This especially applies to cases of works commissioned and owned by the Philippine Government or its subdivisions and instrumentalities, but the creators or authors of such works are not employees of the Government or the Government itself.

Not protected

See also: Commons:Unprotected works

No protection shall extend to any idea, procedure, system, method or operation, concept, principle, discovery or mere data as such, even if they are expressed, explained, illustrated or embodied in a work; news of the day and other miscellaneous facts having the character of mere items of press information; or any official text of a legislative, administrative or legal nature, as well as any official translation thereof.[8293/2015 Section 175]

Government works

See also: Commons:Government works

Works made by the government, or by government employees, are not protected by copyright:

No copyright shall subsist in any work of the Government of the Philippines. However, prior approval of the government agency or office wherein the work is created shall be necessary for exploitation of such work for profit. Such agency or office may, among other things, impose as a condition the payment of royalties. No prior approval or conditions shall be required for the use for any purpose of statutes, rules and regulations, and speeches, lectures, sermons, addresses, and dissertations, pronounced, read or rendered in courts of justice, before administrative agencies, in deliberative assemblies and in meetings of public character.[8293/2015 Section 176.1]

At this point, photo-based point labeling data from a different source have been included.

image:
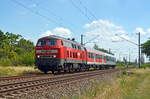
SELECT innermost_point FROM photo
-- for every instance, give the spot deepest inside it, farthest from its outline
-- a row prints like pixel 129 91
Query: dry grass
pixel 19 70
pixel 135 86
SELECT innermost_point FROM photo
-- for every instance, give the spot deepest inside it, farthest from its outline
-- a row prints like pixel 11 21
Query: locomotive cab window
pixel 52 42
pixel 41 43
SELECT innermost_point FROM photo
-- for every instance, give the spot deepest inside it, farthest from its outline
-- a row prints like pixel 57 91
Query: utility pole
pixel 129 56
pixel 139 51
pixel 81 39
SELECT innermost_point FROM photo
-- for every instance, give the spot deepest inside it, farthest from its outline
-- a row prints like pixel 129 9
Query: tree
pixel 146 48
pixel 15 50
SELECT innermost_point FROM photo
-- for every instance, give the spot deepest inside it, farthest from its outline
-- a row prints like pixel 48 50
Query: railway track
pixel 13 88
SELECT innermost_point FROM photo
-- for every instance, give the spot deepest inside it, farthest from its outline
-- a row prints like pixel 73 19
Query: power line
pixel 53 14
pixel 35 12
pixel 88 10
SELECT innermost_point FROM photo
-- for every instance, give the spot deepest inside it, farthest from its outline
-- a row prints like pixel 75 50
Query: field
pixel 15 71
pixel 127 85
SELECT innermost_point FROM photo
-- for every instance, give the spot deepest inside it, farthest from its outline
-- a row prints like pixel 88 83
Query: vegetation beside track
pixel 133 84
pixel 16 71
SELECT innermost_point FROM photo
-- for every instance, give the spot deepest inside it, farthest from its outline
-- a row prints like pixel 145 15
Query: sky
pixel 104 20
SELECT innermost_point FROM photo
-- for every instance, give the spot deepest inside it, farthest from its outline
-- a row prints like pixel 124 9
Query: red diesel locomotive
pixel 54 53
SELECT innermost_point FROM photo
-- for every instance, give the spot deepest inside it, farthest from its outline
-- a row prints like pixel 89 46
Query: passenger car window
pixel 52 42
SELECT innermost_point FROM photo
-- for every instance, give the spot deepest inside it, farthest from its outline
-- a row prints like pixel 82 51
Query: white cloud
pixel 102 23
pixel 139 29
pixel 62 32
pixel 33 5
pixel 148 30
pixel 58 31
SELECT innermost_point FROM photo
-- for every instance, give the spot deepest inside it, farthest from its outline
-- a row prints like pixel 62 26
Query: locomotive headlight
pixel 54 56
pixel 54 51
pixel 38 56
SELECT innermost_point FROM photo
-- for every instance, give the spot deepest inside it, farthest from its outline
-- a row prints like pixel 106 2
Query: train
pixel 54 53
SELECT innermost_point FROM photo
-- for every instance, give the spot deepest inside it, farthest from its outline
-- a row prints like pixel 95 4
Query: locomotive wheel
pixel 45 71
pixel 53 72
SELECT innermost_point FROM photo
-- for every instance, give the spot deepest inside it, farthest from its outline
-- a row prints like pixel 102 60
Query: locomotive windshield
pixel 52 42
pixel 42 43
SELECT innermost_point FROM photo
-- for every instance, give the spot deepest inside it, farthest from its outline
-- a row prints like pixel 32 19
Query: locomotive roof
pixel 62 38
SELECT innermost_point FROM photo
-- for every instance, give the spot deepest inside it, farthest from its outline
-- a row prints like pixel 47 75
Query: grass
pixel 127 85
pixel 15 71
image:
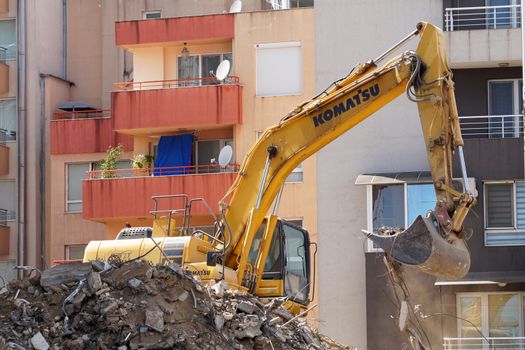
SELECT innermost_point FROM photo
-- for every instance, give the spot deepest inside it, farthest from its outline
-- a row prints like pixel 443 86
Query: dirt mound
pixel 137 306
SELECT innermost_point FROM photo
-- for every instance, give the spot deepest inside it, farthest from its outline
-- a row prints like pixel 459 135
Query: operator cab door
pixel 288 261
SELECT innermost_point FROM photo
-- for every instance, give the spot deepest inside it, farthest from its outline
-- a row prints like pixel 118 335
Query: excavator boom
pixel 435 246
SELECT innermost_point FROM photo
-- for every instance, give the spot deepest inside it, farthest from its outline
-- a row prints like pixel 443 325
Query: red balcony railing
pixel 175 83
pixel 91 114
pixel 161 171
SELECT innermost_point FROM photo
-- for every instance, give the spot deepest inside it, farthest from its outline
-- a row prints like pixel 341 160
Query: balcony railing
pixel 513 343
pixel 3 137
pixel 175 83
pixel 492 126
pixel 161 171
pixel 483 17
pixel 91 114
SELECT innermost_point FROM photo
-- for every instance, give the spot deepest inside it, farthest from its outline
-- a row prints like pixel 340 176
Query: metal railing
pixel 3 54
pixel 3 137
pixel 91 114
pixel 491 126
pixel 175 83
pixel 161 171
pixel 500 343
pixel 483 17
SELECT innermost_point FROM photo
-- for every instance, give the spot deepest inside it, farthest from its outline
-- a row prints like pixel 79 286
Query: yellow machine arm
pixel 426 78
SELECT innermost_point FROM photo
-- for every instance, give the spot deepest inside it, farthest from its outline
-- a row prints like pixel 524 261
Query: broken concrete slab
pixel 65 273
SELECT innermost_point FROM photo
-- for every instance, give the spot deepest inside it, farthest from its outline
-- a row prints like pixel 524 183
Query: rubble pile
pixel 137 306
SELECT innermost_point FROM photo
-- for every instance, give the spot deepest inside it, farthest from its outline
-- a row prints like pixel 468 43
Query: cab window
pixel 297 269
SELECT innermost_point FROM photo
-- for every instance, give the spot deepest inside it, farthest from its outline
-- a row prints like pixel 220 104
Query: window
pixel 492 315
pixel 8 199
pixel 75 252
pixel 8 38
pixel 505 105
pixel 75 174
pixel 151 14
pixel 200 66
pixel 504 213
pixel 278 69
pixel 8 118
pixel 397 205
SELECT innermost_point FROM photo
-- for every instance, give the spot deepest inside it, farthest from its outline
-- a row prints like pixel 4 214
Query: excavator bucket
pixel 424 247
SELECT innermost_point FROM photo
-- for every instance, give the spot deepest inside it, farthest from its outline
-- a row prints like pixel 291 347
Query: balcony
pixel 487 343
pixel 126 193
pixel 4 232
pixel 485 36
pixel 4 70
pixel 491 126
pixel 85 132
pixel 168 105
pixel 163 30
pixel 4 153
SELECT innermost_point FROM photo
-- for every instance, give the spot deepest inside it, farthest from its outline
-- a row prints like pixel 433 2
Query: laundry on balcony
pixel 173 154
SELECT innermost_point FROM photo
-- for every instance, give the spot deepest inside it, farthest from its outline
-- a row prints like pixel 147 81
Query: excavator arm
pixel 426 78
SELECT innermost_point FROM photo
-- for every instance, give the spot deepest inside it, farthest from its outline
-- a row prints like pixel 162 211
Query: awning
pixel 489 277
pixel 394 178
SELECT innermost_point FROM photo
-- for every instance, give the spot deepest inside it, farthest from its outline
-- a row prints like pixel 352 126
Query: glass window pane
pixel 499 205
pixel 388 206
pixel 470 317
pixel 8 195
pixel 296 269
pixel 210 64
pixel 8 38
pixel 503 315
pixel 76 252
pixel 75 174
pixel 8 118
pixel 278 70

The clause for prior approval is determined to be a non-copyright restriction and can be safely ignored for the purposes of Wikimedia Commons by policy. Therefore works of the Philippine Government is considered to be under the Public Domain. See discussion for {{PD-PhilippineGov}}.

The government may acquire copyright in a work, which will continue to last for the normal duration:

Notwithstanding the foregoing provisions, the Government is not precluded from receiving and holding copyrights transferred to it by assignment, bequest or otherwise; nor shall publication or republication by the government in a public document of any work in which copyright is subsisting be taken to cause any abridgment or annulment of the copyright or to authorize any use or appropriation of such work without the consent of the copyright owner.[8293/2015 Section 176.3]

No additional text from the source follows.